Cura ist eines der am weitesten verbreiteten 3D-Druckprogramme. Es wird vom Druckerhersteller Ultimaker gratis als Open Source zur Verfügung gestellt und funktioniert nicht nur mit den Geräten dieses Herstellers, sondern mit sehr vielen anderen auch. Neben dem Slicen können Sie damit unter anderem Druckereinstellungen ändern.

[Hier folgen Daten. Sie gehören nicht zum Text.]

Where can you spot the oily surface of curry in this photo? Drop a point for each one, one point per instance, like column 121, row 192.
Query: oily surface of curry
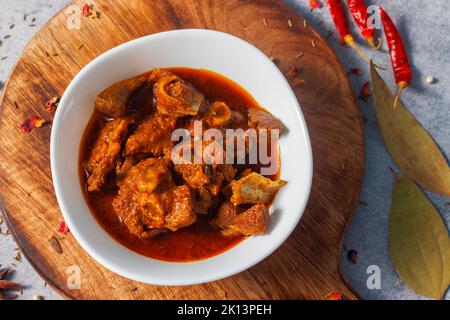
column 207, row 234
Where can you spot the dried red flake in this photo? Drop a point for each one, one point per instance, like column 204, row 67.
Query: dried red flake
column 32, row 122
column 315, row 4
column 52, row 104
column 86, row 10
column 334, row 296
column 355, row 71
column 63, row 227
column 292, row 71
column 365, row 92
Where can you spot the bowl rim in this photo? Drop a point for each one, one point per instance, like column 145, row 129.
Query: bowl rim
column 99, row 257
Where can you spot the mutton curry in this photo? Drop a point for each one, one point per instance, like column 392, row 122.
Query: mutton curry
column 162, row 209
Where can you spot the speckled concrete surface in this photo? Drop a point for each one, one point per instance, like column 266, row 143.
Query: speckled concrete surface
column 428, row 46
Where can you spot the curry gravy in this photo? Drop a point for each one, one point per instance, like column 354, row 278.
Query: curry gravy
column 196, row 242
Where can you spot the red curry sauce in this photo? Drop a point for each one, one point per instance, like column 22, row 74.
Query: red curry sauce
column 196, row 242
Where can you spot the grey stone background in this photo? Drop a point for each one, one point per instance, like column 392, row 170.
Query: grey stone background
column 424, row 26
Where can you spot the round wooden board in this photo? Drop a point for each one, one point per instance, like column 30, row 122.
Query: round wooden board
column 307, row 264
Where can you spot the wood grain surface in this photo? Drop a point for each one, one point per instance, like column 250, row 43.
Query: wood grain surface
column 306, row 266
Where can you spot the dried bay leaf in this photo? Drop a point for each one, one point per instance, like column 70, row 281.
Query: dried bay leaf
column 419, row 241
column 407, row 141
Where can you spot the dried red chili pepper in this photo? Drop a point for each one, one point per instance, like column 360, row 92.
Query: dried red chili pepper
column 337, row 11
column 63, row 227
column 397, row 51
column 334, row 296
column 358, row 10
column 314, row 4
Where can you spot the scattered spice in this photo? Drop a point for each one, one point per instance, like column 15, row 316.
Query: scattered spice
column 334, row 296
column 52, row 104
column 18, row 257
column 88, row 11
column 7, row 285
column 63, row 227
column 5, row 272
column 292, row 71
column 429, row 80
column 365, row 92
column 315, row 4
column 55, row 245
column 364, row 203
column 352, row 256
column 297, row 83
column 32, row 122
column 355, row 71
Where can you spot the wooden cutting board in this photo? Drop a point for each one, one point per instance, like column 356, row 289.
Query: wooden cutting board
column 306, row 266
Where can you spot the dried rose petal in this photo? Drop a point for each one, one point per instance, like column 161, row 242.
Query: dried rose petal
column 365, row 92
column 63, row 227
column 32, row 122
column 86, row 10
column 4, row 284
column 315, row 4
column 52, row 104
column 292, row 71
column 334, row 296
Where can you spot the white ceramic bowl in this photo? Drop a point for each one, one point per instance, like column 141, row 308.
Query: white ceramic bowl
column 216, row 51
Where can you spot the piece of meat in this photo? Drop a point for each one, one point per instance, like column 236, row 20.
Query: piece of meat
column 159, row 73
column 106, row 151
column 251, row 222
column 149, row 202
column 182, row 214
column 217, row 115
column 153, row 135
column 177, row 98
column 203, row 201
column 254, row 188
column 113, row 101
column 225, row 215
column 260, row 119
column 211, row 177
column 145, row 195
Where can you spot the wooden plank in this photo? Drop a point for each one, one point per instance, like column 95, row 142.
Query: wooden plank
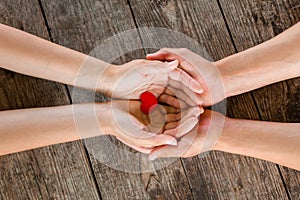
column 82, row 26
column 218, row 175
column 54, row 172
column 259, row 21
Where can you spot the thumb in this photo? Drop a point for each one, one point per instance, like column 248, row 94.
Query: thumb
column 165, row 151
column 162, row 67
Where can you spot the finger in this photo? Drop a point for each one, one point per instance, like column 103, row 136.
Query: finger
column 156, row 140
column 169, row 109
column 159, row 67
column 186, row 79
column 171, row 125
column 189, row 113
column 175, row 85
column 172, row 118
column 172, row 101
column 161, row 55
column 183, row 128
column 136, row 147
column 168, row 151
column 180, row 95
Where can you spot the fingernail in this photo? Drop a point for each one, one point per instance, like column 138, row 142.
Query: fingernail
column 199, row 90
column 174, row 62
column 172, row 142
column 152, row 157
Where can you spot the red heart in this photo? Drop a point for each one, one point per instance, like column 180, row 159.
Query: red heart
column 149, row 102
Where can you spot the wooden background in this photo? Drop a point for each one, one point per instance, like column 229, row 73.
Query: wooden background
column 223, row 27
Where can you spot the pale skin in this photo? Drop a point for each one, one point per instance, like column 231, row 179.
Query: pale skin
column 31, row 128
column 26, row 129
column 275, row 60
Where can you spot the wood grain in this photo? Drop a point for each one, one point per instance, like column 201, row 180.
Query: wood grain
column 259, row 21
column 218, row 175
column 54, row 172
column 83, row 26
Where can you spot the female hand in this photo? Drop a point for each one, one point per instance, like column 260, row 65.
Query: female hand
column 201, row 138
column 144, row 132
column 194, row 67
column 130, row 80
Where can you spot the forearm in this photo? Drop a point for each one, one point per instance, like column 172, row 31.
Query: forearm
column 26, row 129
column 275, row 142
column 272, row 61
column 27, row 54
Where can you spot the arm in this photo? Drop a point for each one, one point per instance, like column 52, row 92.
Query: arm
column 27, row 54
column 272, row 61
column 26, row 129
column 271, row 141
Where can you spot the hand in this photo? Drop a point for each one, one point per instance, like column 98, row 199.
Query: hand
column 194, row 67
column 132, row 127
column 130, row 80
column 203, row 137
column 144, row 132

Frisch installiert präsentiert Ihnen Cura eine zwar gut durchdachte, aber auch recht spartanische Auswahl an Einstellungsmöglichkeiten und Funktionen. Einsteiger beim 3D-Druck werden so nicht verwirrt und können dadurch zwar schnell brauchbare Ergebnisse erzielen, doch manche fertigen Druckobjekte lassen in Details zu wünschen übrig: Da sind Oberflächen riefig, Stützstrukturen verstopfen wichtige Bohrungen, Objekte sind ungünstig auf dem Druckbett platziert und Rundungen werden durch Nähte oder Linien unbrauchbar. So entsteht rasch der Wunsch nach ein paar mehr Einstellschrauben in Cura.